Speculative Knowledge Distillation: Bridging the Teacher-Student Gap Through Interleaved Sampling
Wenda Xu, Rujun Han, Zifeng Wang, Long T. Le, Dhruv Madeka, Lei Li,, William Yang Wang, Rishabh Agarwal, Chen-Yu Lee, Tomas Pfister

TL;DR
This paper introduces Speculative Knowledge Distillation (SKD), a novel method that improves the teacher-student training process by dynamically generating high-quality training data, leading to better performance in text generation tasks.
Contribution
SKD enables adaptive, on-the-fly data generation by combining student proposals with teacher feedback, effectively bridging the knowledge gap in traditional KD methods.
Findings
SKD outperforms existing KD methods across multiple text generation tasks.
SKD maintains high performance across different data sizes and model initializations.
SKD effectively aligns training data with inference-time distributions.
Abstract
Recent advances in knowledge distillation (KD) have enabled smaller student models to approach the performance of larger teacher models.

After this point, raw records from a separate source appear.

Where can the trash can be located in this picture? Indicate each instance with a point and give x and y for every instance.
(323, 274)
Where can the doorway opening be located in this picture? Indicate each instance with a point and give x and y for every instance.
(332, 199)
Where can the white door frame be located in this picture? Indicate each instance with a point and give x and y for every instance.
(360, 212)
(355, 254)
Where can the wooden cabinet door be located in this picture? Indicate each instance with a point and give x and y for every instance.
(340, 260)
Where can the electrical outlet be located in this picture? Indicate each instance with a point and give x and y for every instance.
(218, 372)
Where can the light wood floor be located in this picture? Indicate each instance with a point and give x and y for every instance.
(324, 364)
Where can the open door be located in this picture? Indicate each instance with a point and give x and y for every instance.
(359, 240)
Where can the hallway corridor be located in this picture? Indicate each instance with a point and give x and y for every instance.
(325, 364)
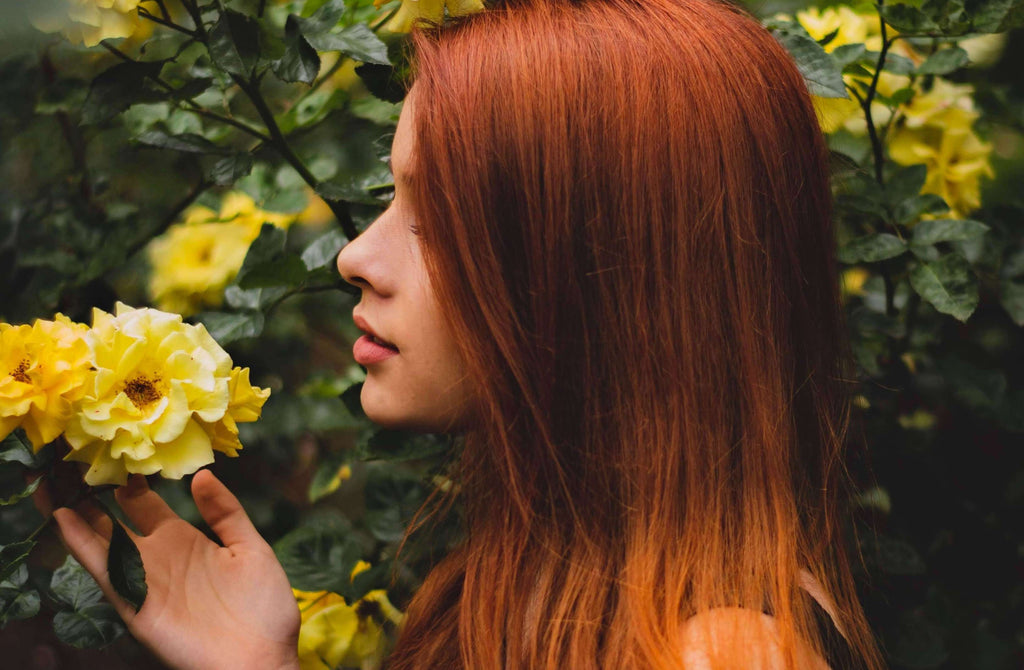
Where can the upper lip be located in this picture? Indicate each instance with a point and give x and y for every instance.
(361, 324)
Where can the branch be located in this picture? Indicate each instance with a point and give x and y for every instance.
(251, 89)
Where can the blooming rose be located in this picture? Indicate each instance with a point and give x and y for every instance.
(43, 369)
(89, 22)
(428, 10)
(195, 260)
(157, 385)
(335, 634)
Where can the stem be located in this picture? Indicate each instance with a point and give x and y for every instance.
(278, 140)
(868, 98)
(144, 13)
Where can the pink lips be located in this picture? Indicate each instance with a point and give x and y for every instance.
(366, 351)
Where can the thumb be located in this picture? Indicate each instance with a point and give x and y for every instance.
(222, 511)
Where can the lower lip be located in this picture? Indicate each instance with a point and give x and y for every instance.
(368, 352)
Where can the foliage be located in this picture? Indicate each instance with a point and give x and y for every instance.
(212, 158)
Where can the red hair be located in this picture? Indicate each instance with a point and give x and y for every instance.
(625, 207)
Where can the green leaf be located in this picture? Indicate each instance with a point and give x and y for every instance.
(947, 229)
(908, 19)
(391, 500)
(948, 285)
(23, 494)
(92, 627)
(356, 41)
(300, 63)
(822, 74)
(229, 169)
(327, 477)
(16, 604)
(228, 327)
(233, 43)
(124, 564)
(944, 61)
(16, 449)
(318, 557)
(911, 209)
(388, 445)
(871, 248)
(324, 250)
(286, 270)
(187, 142)
(12, 556)
(1012, 299)
(118, 88)
(74, 587)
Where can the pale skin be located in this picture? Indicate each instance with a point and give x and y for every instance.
(229, 605)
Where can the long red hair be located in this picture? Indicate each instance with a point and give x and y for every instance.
(626, 210)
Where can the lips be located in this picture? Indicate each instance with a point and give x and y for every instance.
(371, 347)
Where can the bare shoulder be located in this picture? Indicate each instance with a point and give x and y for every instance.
(750, 639)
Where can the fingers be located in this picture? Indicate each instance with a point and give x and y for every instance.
(222, 511)
(144, 507)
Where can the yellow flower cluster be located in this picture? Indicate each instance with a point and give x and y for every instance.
(89, 22)
(196, 259)
(138, 392)
(335, 634)
(935, 128)
(431, 11)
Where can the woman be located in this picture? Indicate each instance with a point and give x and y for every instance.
(608, 265)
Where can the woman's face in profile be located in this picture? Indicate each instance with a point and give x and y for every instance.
(415, 375)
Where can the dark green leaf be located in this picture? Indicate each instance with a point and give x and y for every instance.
(383, 81)
(908, 19)
(356, 41)
(300, 63)
(229, 169)
(12, 556)
(327, 476)
(948, 285)
(944, 61)
(233, 43)
(74, 587)
(118, 88)
(1012, 299)
(124, 564)
(287, 270)
(387, 445)
(16, 604)
(318, 557)
(871, 248)
(324, 250)
(391, 501)
(228, 327)
(91, 627)
(822, 74)
(947, 229)
(23, 494)
(187, 142)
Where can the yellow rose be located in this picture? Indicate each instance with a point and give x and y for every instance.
(43, 370)
(955, 158)
(155, 379)
(194, 260)
(432, 11)
(245, 406)
(335, 634)
(88, 22)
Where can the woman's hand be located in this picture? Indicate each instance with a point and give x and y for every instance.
(208, 605)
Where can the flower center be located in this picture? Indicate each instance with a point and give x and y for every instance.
(20, 372)
(142, 391)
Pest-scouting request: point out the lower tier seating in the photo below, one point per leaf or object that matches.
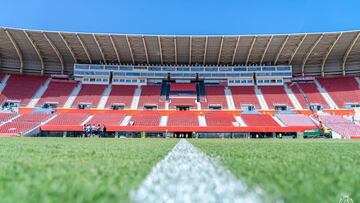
(219, 119)
(183, 119)
(259, 120)
(69, 119)
(295, 120)
(57, 92)
(89, 94)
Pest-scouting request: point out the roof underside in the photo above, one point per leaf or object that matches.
(45, 52)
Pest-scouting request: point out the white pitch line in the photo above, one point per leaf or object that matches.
(188, 175)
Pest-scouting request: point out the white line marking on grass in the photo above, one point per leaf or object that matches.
(188, 175)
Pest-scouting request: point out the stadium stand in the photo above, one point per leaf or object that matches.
(121, 94)
(215, 96)
(259, 120)
(111, 119)
(219, 119)
(343, 90)
(57, 92)
(295, 120)
(89, 94)
(183, 119)
(311, 92)
(244, 95)
(275, 95)
(150, 96)
(21, 88)
(70, 119)
(341, 125)
(146, 119)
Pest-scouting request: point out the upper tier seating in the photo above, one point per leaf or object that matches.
(342, 89)
(275, 95)
(33, 118)
(69, 119)
(15, 128)
(244, 95)
(183, 87)
(219, 119)
(121, 94)
(259, 120)
(343, 126)
(183, 119)
(295, 120)
(215, 95)
(150, 95)
(311, 92)
(21, 88)
(89, 94)
(58, 92)
(182, 102)
(109, 119)
(6, 116)
(146, 119)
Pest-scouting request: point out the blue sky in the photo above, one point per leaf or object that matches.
(188, 17)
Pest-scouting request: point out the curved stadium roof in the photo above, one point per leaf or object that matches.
(48, 52)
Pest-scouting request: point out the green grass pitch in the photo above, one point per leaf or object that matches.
(105, 170)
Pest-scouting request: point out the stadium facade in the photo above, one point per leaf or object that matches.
(230, 86)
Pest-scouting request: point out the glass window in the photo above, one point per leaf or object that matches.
(183, 69)
(111, 68)
(240, 69)
(168, 68)
(154, 69)
(132, 74)
(96, 67)
(282, 68)
(125, 68)
(208, 69)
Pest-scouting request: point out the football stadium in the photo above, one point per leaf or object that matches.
(107, 117)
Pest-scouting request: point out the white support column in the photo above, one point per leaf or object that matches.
(190, 50)
(68, 46)
(36, 50)
(100, 49)
(175, 49)
(266, 48)
(296, 49)
(161, 60)
(281, 48)
(84, 47)
(146, 54)
(115, 48)
(220, 50)
(251, 48)
(309, 53)
(347, 53)
(56, 50)
(205, 49)
(328, 53)
(235, 50)
(16, 49)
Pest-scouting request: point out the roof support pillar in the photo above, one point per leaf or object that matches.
(56, 52)
(84, 47)
(115, 49)
(281, 48)
(347, 53)
(16, 47)
(266, 48)
(37, 51)
(250, 50)
(235, 50)
(309, 53)
(68, 46)
(328, 53)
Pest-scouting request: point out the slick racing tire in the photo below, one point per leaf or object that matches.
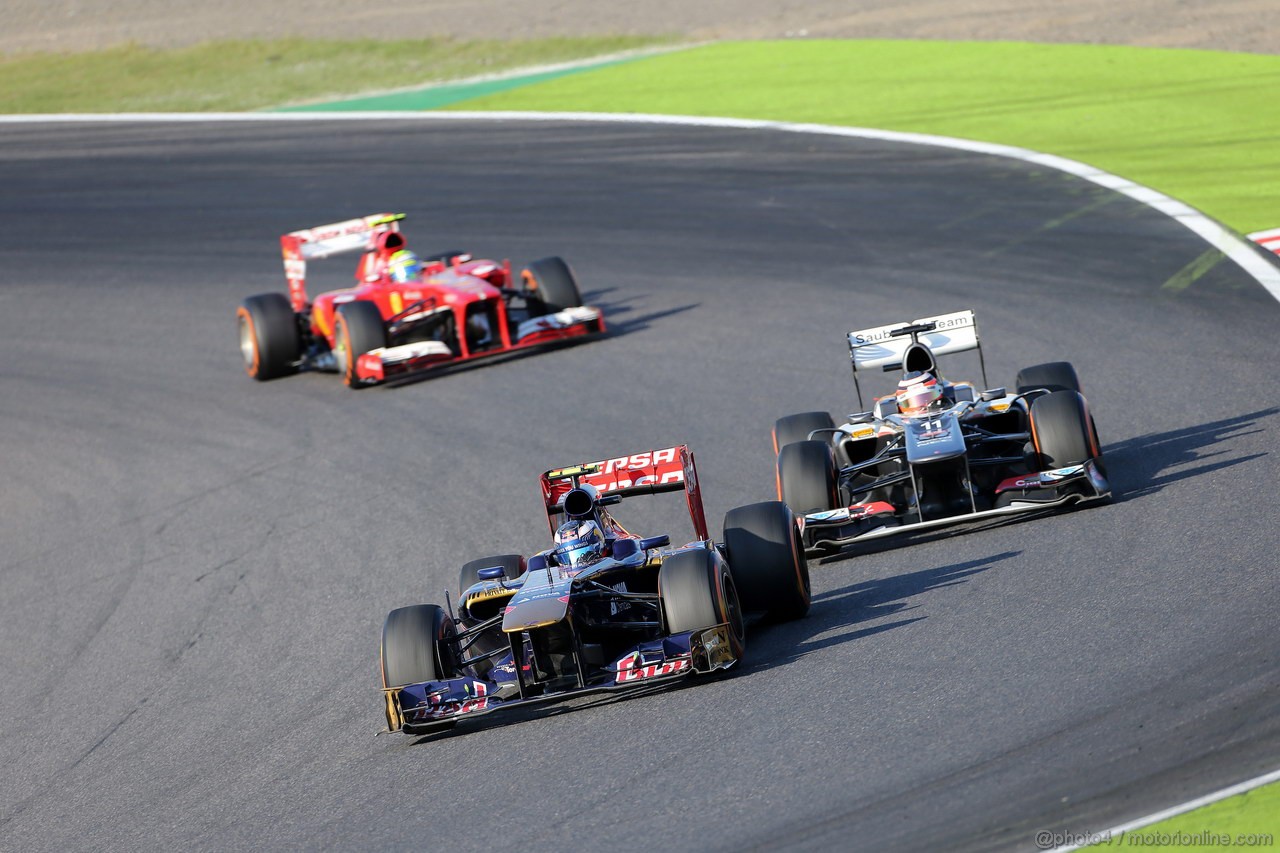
(696, 592)
(270, 343)
(807, 477)
(767, 559)
(1055, 375)
(1063, 430)
(357, 329)
(553, 284)
(416, 646)
(796, 428)
(512, 564)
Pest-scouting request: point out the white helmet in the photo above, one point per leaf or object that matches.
(579, 542)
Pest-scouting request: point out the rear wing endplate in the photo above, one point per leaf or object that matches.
(670, 469)
(327, 241)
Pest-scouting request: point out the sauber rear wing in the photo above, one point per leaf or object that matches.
(662, 470)
(885, 346)
(324, 241)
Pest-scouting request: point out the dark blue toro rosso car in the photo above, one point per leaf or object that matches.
(600, 610)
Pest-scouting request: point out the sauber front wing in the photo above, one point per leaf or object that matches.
(830, 529)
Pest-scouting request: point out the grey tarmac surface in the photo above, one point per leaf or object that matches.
(196, 566)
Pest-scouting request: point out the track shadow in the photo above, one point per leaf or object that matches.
(855, 605)
(1144, 465)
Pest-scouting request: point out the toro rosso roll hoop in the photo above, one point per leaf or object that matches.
(937, 452)
(602, 610)
(406, 314)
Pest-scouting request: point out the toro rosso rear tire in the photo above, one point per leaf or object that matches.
(698, 591)
(807, 477)
(357, 329)
(1063, 430)
(767, 559)
(554, 284)
(1054, 375)
(796, 428)
(269, 337)
(512, 564)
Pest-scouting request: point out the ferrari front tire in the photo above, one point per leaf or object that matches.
(269, 338)
(357, 329)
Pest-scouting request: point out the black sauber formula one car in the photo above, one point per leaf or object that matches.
(602, 610)
(937, 452)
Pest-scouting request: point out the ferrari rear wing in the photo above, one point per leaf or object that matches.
(325, 241)
(885, 346)
(649, 473)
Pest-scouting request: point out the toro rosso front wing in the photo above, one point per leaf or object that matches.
(831, 529)
(388, 363)
(420, 707)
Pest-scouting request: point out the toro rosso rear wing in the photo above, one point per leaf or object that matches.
(885, 346)
(368, 233)
(649, 473)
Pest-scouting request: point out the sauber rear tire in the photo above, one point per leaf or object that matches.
(696, 592)
(554, 283)
(512, 562)
(269, 337)
(1063, 430)
(807, 477)
(357, 329)
(1055, 375)
(767, 559)
(796, 428)
(415, 646)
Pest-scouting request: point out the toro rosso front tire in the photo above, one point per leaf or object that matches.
(767, 559)
(269, 337)
(357, 329)
(1063, 430)
(554, 284)
(696, 592)
(796, 428)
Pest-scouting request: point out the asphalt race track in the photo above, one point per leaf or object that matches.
(196, 566)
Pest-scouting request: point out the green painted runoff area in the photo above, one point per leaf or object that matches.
(1200, 126)
(1246, 819)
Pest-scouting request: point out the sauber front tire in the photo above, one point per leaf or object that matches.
(269, 338)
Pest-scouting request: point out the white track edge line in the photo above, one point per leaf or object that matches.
(1174, 811)
(1246, 255)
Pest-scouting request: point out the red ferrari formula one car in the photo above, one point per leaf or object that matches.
(406, 313)
(602, 609)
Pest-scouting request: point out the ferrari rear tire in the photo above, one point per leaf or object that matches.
(269, 337)
(796, 428)
(554, 283)
(767, 559)
(1063, 430)
(807, 477)
(416, 646)
(512, 564)
(696, 591)
(1055, 375)
(357, 329)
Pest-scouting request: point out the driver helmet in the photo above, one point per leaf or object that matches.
(579, 542)
(403, 267)
(918, 392)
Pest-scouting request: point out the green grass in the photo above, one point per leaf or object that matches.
(1201, 126)
(1256, 812)
(252, 74)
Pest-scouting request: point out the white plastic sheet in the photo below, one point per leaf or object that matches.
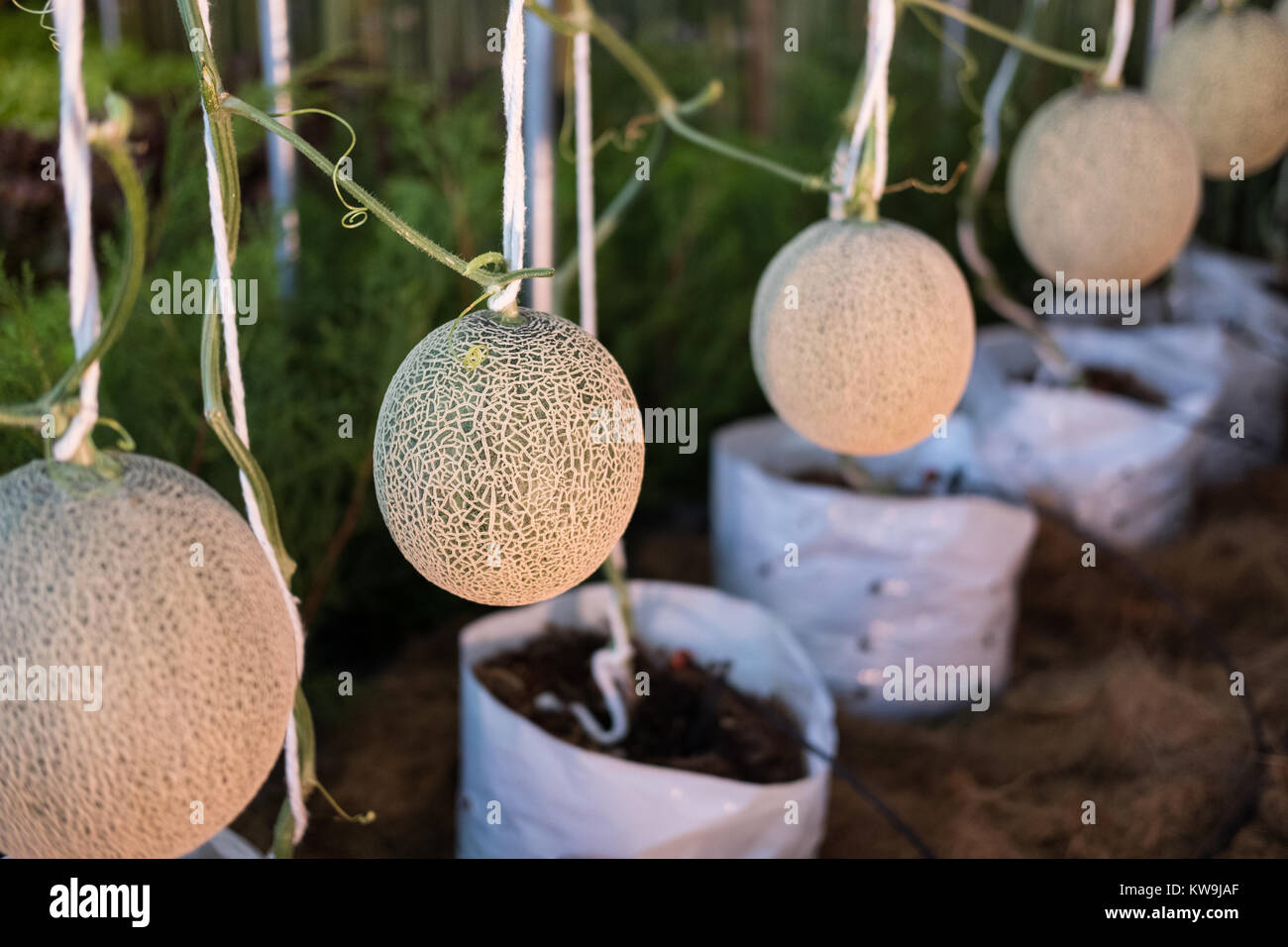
(558, 800)
(877, 578)
(1124, 470)
(1209, 286)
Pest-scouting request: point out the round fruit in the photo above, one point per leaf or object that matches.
(1103, 185)
(862, 334)
(1224, 73)
(194, 646)
(507, 457)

However, popular methods such as supervised KD and on-policy KD, are adversely impacted by the knowledge gaps between teacher-student in practical scenarios. Supervised KD suffers from a distribution mismatch between training with a static dataset and inference over final student-generated outputs. Conversely, on-policy KD, which uses student-generated samples for training, can suffer from low-quality training examples with which teacher models are not familiar, resulting in inaccurate teacher feedback. To address these limitations, we introduce Speculative Knowledge Distillation (SKD), a novel approach that leverages cooperation between student and teacher models to generate high-quality training data on-the-fly while aligning with the student's…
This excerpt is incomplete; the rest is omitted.